Interpellations : Julia Klöckner menace des députés de l'AfD d'exclusion

Face à l'étude PISA publiée hier, qui livre des résultats catastrophiques pour l'Allemagne, Merz a proposé aux Länder de se réunir à nouveau et de travailler à une solution pour le système éducatif.

"Nous devons donner à la jeune génération une réponse convaincante sur ce que représente notre pays."

La présidente du Bundestag, Julia Klöckner, a de nouveau interrompu le discours de Merz. Il y aurait une fois de plus trop d'interpellations et de sifflets de la part du groupe AfD.

Merz l'a remerciée et a ajouté : "Ce groupe continuera à tenter de perturber." De nouvelles tentatives de perturbation sont venues du groupe AfD. "Vous voulez déstabiliser notre pays. Tout votre mépris pour le Bundestag allemand s'exprime aussi dans ce comportement." Les interruptions ont continué.

Klöckner est intervenue : "Nous ne sommes pas ici sur un terrain de football." La responsable de la CDU a menacé d'exclure des députés de la séance.

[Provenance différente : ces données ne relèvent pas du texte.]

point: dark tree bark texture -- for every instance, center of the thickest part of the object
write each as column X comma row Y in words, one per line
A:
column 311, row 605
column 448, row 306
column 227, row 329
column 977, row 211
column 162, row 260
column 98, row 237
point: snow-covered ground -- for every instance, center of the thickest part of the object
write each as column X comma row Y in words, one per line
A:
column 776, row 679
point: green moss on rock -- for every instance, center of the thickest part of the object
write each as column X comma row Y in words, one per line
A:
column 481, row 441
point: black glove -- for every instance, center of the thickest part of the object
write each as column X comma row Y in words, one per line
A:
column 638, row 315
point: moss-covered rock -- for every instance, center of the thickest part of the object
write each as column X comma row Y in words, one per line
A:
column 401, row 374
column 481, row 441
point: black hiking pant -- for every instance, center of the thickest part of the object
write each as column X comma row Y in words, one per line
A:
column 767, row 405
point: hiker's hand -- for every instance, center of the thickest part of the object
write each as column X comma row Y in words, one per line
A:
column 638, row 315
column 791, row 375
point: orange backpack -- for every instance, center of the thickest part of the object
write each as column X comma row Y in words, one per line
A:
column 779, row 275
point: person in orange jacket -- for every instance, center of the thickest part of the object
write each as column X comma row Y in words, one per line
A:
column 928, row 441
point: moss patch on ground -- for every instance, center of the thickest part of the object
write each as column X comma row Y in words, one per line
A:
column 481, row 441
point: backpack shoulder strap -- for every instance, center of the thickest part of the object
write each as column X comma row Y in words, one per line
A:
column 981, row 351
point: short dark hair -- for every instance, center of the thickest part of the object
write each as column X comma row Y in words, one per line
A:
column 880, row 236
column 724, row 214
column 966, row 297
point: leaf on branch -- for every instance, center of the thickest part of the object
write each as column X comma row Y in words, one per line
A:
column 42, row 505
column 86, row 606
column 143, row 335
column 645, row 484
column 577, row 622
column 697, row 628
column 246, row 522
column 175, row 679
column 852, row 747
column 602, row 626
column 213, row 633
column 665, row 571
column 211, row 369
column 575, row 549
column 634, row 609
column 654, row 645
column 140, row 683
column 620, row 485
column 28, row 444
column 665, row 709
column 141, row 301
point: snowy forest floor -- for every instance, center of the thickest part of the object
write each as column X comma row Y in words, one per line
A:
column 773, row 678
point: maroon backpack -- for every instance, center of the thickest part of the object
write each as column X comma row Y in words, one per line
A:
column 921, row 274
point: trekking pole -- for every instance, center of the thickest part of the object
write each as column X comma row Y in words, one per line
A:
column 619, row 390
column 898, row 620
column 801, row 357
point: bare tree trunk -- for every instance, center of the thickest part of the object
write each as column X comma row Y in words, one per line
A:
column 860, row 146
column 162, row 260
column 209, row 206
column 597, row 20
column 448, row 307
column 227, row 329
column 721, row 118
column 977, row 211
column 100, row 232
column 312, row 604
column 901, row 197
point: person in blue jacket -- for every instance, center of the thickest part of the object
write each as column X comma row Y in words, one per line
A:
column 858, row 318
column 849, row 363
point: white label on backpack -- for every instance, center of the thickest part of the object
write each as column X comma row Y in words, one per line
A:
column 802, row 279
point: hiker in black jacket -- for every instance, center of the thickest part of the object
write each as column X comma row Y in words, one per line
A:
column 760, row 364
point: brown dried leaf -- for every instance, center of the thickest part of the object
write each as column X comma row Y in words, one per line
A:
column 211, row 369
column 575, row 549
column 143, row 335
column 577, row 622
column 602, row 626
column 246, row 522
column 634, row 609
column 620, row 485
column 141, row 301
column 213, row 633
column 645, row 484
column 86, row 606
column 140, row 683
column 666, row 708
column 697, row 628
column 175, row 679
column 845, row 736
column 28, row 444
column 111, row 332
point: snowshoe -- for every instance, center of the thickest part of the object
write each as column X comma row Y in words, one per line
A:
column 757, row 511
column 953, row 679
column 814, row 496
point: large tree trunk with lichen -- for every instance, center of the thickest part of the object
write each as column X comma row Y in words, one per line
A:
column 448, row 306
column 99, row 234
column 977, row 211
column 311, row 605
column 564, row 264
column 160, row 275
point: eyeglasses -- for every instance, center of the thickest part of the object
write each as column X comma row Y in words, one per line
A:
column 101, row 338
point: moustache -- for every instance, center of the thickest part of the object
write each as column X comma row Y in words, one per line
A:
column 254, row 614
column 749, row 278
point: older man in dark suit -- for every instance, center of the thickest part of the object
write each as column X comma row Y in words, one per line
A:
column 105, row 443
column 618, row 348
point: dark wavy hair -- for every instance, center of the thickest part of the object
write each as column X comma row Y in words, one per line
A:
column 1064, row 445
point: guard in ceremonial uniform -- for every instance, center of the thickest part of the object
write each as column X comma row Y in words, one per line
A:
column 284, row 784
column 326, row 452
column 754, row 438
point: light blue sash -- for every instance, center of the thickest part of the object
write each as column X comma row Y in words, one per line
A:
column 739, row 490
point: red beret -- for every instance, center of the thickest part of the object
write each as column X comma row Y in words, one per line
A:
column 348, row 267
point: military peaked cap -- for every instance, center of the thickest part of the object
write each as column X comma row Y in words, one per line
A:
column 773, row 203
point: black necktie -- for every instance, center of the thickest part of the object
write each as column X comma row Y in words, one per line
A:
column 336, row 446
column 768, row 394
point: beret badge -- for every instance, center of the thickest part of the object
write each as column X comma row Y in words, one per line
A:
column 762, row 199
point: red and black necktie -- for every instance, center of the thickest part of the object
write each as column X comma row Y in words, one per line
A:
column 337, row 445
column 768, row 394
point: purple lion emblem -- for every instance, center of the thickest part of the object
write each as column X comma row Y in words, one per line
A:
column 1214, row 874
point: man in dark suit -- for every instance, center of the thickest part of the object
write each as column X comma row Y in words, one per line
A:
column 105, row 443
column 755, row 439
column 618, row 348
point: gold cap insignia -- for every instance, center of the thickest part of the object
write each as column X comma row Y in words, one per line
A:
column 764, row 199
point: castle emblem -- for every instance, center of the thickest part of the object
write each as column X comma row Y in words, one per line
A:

Friedrich Merz a ensuite semblé vouloir contre-attaquer. Il a expliqué qu'il voulait initialement épargner cela au groupe AfD, mais qu'il allait finalement citer le tête de liste de l'AfD, Siegmund. Quelques jours avant le scrutin en Saxe-Anhalt, celui-ci avait déclaré devant l'organisation de jeunesse de l'AfD : "L'Allemagne est un assisté paresseux qui pue la dope." Dope est un synonyme de marijuana. Cette citation montre ce que l'AfD pense de l'Allemagne, a estimé le chancelier.

Trois générations ont pu, après la Seconde Guerre mondiale, compter sur la promesse de prospérité de l'Allemagne. La jeune génération en doute aujourd'hui. Le gouvernement fédéral doit ouvrir de nouvelles perspectives. Les réformes "servent la cohésion, le progrès et le développement continu de notre pays dans la liberté et la paix".

"Nous prendrons en main l'avenir de notre pays, nous le façonnerons et l'améliorerons. Et nous veillerons à ce que nos enfants et nos petits-enfants retrouvent une espérance d'avenir." Sur ces mots, Merz a conclu son discours.